‘Missed opportunities’ over Delaware 495 bridge bring changes to DelDOT [video]

 The southbound section of the I-495 bridge seen here about 18 inches lower than the northbound lanes. (John Mussoni/WHYY)

The southbound section of the I-495 bridge seen here about 18 inches lower than the northbound lanes. (John Mussoni/WHYY)

Delaware’s Department of Transportation had three opportunities to close Interstate 495 for repairs.  The first chance was April 15, but the bridge wasn’t closed until June 2.

“I will say that we clearly missed opportunities to close the bridge earlier, but I am grateful we got it closed before there were any injuries or loss of life,” said Shailen Bhatt, DelDOT secretary, Thursday during a news conference..

He outlined a new high priority response team, which will be put in place for questions about bridge structures, overhead signs, lighting, as well as issues concerning a dam or a dike.  Two district representatives will be included in the review process when a call on any of those issues comes to the agency.

As first reported in the News Journal, Charles Allen of Elkton, Maryland, tried calling 411 and then 911 to report the cement barriers dividing the northbound and southbound lanes of the bridge on April 15.  DelDOT released photo copies of the phone call and the emails and documents that were sent by other people and contract inspectors who noted the bridge tilt. It outlines very specific concerns by Allen about the bridge.

A crew sent to check out the report traveled on the northbound lane and focused on the road bed. The tilt is more noticeable on the southbound side.

The dirt is the cause, but it isn’t contaminated

After investigating the bridge condition, Bhatt said 50,000 tons of dirt piled against the structure caused the tilt. However, he added the city of Wilmington controlled the access to the underside of the bridge off Christina Avenue.  
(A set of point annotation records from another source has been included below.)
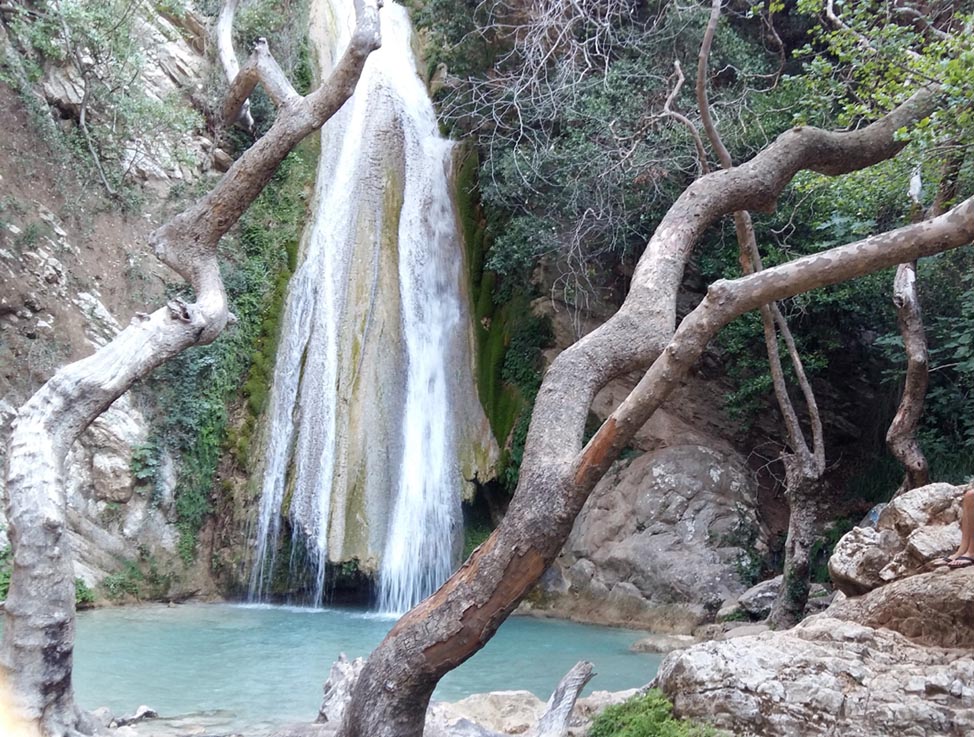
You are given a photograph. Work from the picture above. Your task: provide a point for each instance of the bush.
(647, 715)
(6, 564)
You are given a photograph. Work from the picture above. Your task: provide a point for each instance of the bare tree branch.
(726, 300)
(901, 436)
(38, 638)
(557, 475)
(228, 61)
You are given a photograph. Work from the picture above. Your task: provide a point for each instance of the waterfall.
(373, 390)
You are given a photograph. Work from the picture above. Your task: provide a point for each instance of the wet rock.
(508, 712)
(913, 529)
(338, 689)
(662, 643)
(758, 600)
(744, 630)
(935, 608)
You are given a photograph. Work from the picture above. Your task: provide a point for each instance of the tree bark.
(555, 720)
(38, 638)
(901, 437)
(804, 465)
(391, 697)
(802, 483)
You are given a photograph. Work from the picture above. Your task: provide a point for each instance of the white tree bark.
(38, 638)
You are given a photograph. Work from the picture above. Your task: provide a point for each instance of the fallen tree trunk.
(393, 692)
(38, 638)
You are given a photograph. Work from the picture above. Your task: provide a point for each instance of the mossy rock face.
(494, 324)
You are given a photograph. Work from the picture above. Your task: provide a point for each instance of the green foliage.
(474, 536)
(195, 388)
(137, 579)
(877, 57)
(449, 35)
(646, 715)
(744, 535)
(126, 582)
(118, 121)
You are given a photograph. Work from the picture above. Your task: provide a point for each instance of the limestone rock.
(509, 712)
(652, 546)
(744, 630)
(934, 608)
(911, 530)
(757, 600)
(824, 677)
(338, 689)
(662, 643)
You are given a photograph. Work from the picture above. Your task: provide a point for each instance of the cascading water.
(372, 386)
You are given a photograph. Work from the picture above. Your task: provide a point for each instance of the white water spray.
(363, 424)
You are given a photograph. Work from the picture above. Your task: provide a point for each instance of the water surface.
(257, 666)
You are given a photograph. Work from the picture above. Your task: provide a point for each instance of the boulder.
(758, 600)
(935, 608)
(662, 643)
(914, 528)
(824, 677)
(508, 712)
(656, 545)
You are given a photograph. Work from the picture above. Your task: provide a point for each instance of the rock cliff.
(72, 269)
(895, 660)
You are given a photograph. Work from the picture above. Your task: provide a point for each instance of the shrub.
(647, 715)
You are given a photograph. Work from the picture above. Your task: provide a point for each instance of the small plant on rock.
(646, 715)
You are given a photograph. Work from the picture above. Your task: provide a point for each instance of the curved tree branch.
(901, 436)
(457, 620)
(228, 61)
(38, 637)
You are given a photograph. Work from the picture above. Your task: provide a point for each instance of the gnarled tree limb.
(38, 637)
(456, 621)
(231, 67)
(901, 436)
(804, 465)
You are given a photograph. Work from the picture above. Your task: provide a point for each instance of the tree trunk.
(802, 481)
(901, 437)
(38, 638)
(557, 474)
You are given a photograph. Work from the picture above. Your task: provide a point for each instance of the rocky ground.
(895, 660)
(74, 267)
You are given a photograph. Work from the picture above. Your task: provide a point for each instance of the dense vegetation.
(646, 715)
(581, 155)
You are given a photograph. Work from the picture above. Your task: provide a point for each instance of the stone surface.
(911, 530)
(935, 608)
(338, 689)
(508, 712)
(824, 677)
(662, 643)
(744, 630)
(652, 547)
(757, 601)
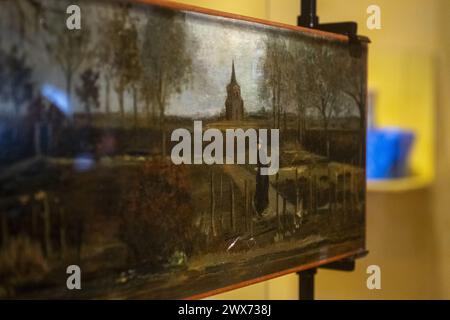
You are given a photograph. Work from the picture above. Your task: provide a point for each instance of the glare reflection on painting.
(86, 177)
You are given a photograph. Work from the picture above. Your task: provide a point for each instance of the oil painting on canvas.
(87, 169)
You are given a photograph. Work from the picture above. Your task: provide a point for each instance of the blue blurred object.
(387, 152)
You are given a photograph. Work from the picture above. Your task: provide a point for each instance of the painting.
(168, 151)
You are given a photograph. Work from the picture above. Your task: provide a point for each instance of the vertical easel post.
(306, 284)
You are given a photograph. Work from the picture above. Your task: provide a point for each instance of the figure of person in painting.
(261, 199)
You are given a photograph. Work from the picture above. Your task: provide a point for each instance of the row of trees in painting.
(317, 81)
(145, 63)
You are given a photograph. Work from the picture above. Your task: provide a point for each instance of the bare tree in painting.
(165, 57)
(325, 82)
(277, 73)
(88, 91)
(353, 84)
(70, 49)
(126, 62)
(301, 86)
(105, 54)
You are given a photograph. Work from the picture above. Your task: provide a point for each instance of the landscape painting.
(91, 96)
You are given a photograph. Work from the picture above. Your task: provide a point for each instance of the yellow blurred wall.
(407, 233)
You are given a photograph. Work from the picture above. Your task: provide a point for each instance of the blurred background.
(408, 218)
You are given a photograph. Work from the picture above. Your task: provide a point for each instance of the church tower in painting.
(234, 105)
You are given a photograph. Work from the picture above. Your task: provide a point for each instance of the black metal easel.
(309, 19)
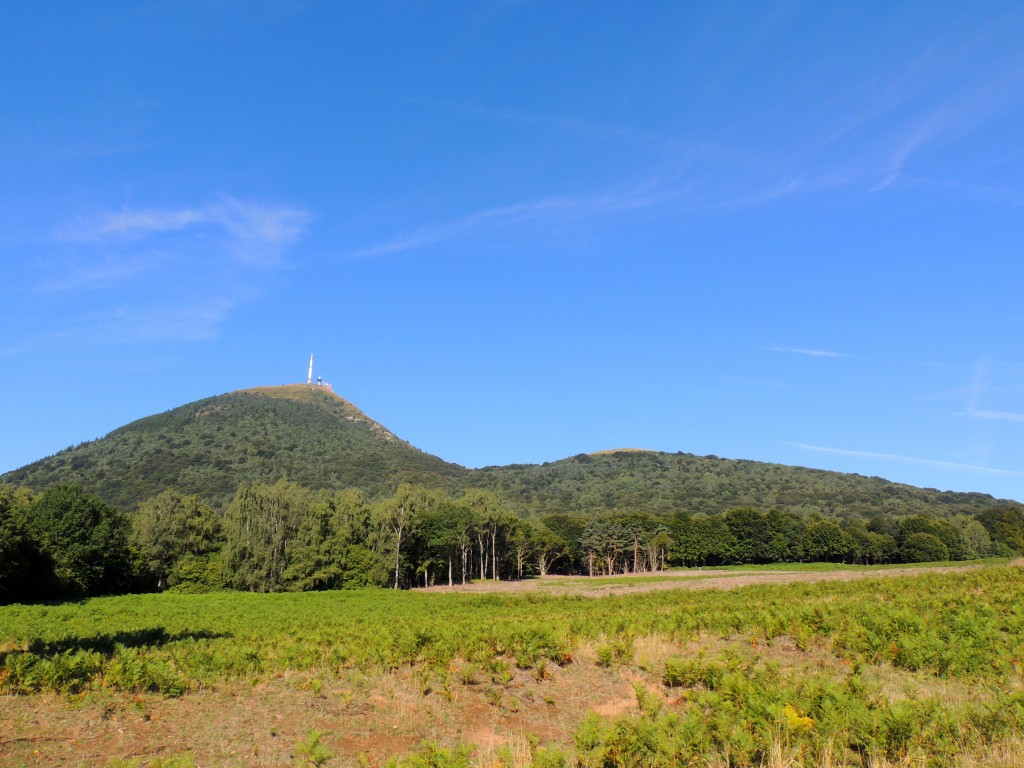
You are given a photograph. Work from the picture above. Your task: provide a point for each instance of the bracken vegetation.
(921, 671)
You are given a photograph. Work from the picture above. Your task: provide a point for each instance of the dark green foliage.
(924, 548)
(824, 542)
(170, 529)
(23, 567)
(1006, 526)
(84, 540)
(259, 527)
(664, 483)
(321, 441)
(209, 448)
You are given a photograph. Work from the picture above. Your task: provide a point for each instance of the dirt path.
(691, 579)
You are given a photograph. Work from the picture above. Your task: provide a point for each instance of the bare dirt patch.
(687, 580)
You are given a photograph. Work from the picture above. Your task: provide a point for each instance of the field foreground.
(925, 669)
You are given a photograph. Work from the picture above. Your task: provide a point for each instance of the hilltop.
(305, 433)
(312, 436)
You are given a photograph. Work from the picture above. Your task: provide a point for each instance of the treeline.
(66, 543)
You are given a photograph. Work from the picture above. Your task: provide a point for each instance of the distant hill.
(313, 437)
(304, 433)
(656, 482)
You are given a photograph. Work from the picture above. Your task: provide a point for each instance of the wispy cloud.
(934, 463)
(978, 388)
(996, 416)
(161, 273)
(805, 351)
(560, 210)
(251, 231)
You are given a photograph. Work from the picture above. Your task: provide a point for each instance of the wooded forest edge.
(294, 488)
(66, 543)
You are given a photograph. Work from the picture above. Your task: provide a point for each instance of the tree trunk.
(494, 554)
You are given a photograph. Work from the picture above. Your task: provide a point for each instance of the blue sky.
(514, 231)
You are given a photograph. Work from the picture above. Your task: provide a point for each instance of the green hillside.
(305, 434)
(313, 437)
(651, 481)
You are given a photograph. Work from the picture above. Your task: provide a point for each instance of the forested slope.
(305, 434)
(656, 482)
(312, 437)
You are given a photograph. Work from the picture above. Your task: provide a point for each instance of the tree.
(548, 546)
(977, 542)
(170, 527)
(395, 517)
(22, 564)
(924, 548)
(259, 526)
(824, 541)
(85, 540)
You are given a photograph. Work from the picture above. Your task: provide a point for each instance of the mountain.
(304, 433)
(320, 440)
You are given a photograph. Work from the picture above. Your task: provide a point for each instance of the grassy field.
(909, 670)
That fact spurred another change he intends to make — having DelDOT buy more land around transportation easements. Better coordination with Wilmington officials also will also be implemented, he said. 

David Small, the newly sworn-in secretary for the Department of Natural Resources and Evironmental Control, confirmed the dirt at the base of the bridge does have some contamination, but it did not go into the subsoil.  
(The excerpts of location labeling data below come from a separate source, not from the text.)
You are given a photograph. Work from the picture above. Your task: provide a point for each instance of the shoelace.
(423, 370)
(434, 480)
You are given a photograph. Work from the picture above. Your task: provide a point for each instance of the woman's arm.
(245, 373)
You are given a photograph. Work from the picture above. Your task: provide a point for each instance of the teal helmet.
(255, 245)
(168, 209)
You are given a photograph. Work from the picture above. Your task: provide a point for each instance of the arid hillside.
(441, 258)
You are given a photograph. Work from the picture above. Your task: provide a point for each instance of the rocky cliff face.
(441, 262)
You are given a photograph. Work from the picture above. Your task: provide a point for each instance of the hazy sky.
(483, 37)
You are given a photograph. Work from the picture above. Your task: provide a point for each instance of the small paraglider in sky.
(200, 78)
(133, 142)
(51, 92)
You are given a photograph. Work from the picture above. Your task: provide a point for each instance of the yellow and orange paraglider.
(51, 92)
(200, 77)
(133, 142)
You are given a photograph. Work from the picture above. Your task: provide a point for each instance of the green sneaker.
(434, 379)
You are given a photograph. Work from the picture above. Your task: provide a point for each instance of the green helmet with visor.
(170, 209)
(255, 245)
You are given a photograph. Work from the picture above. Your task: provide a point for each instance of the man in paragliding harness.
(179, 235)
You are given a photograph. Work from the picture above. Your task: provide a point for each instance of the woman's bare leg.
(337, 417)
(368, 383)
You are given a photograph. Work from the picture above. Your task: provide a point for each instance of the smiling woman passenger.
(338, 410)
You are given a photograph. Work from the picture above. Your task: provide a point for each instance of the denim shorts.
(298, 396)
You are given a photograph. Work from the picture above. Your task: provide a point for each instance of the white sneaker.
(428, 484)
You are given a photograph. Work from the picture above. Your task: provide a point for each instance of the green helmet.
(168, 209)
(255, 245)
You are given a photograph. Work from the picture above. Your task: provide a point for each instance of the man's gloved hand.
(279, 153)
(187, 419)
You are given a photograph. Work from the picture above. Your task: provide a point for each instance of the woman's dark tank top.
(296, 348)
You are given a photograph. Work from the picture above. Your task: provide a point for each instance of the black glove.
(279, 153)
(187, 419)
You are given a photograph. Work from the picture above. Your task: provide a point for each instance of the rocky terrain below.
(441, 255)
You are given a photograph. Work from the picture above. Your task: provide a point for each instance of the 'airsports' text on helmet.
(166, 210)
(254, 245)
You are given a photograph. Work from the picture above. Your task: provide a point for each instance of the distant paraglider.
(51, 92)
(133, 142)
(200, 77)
Bhatt said the source of the dirt still isn’t known, but it was put there from several locations by Keough Construction. He said his agency has retained the law firm of Ober Kaler to determine if legal action should be taken as a result of the dumping.

The biggest mistake

Bhatt called the May 29 report of the bridge shift in the form of emails with DelDOT another mistake.  It prompted a series of inspections with one taking place at 4:15 pm on May 30.  In the report, Bhatt says an inspector reports: “I don’t see what they are talking about, I just went over both directions.”

Another set of inspections occurred midday June 2.  Bhatt was sent pictures of the shifting spans at 2 p.m. He notified Gov. Jack Markell at 3 p.m. who told Bhatt to take whatever steps were necessary to insure public safety.  The bridge closing started at 6 p.m. and was completed by 9 that night.

Reopening by Labor Day

Even though federal dollars will pay for 90 percent of the repairs, Delaware will still have to come up with $1.5 million. Bhatt said that will impact DelDOT road projects.  Bhatt added that crews have finished their work on the support needed for the footers on the southside of 495.  “I am hopeful one span will be open by Labor Day with the other span to open a couple months after that,” he said.

Crews are working around the clock at the site with heavy machinery used to put temporary support columns in place while the new repairs are made.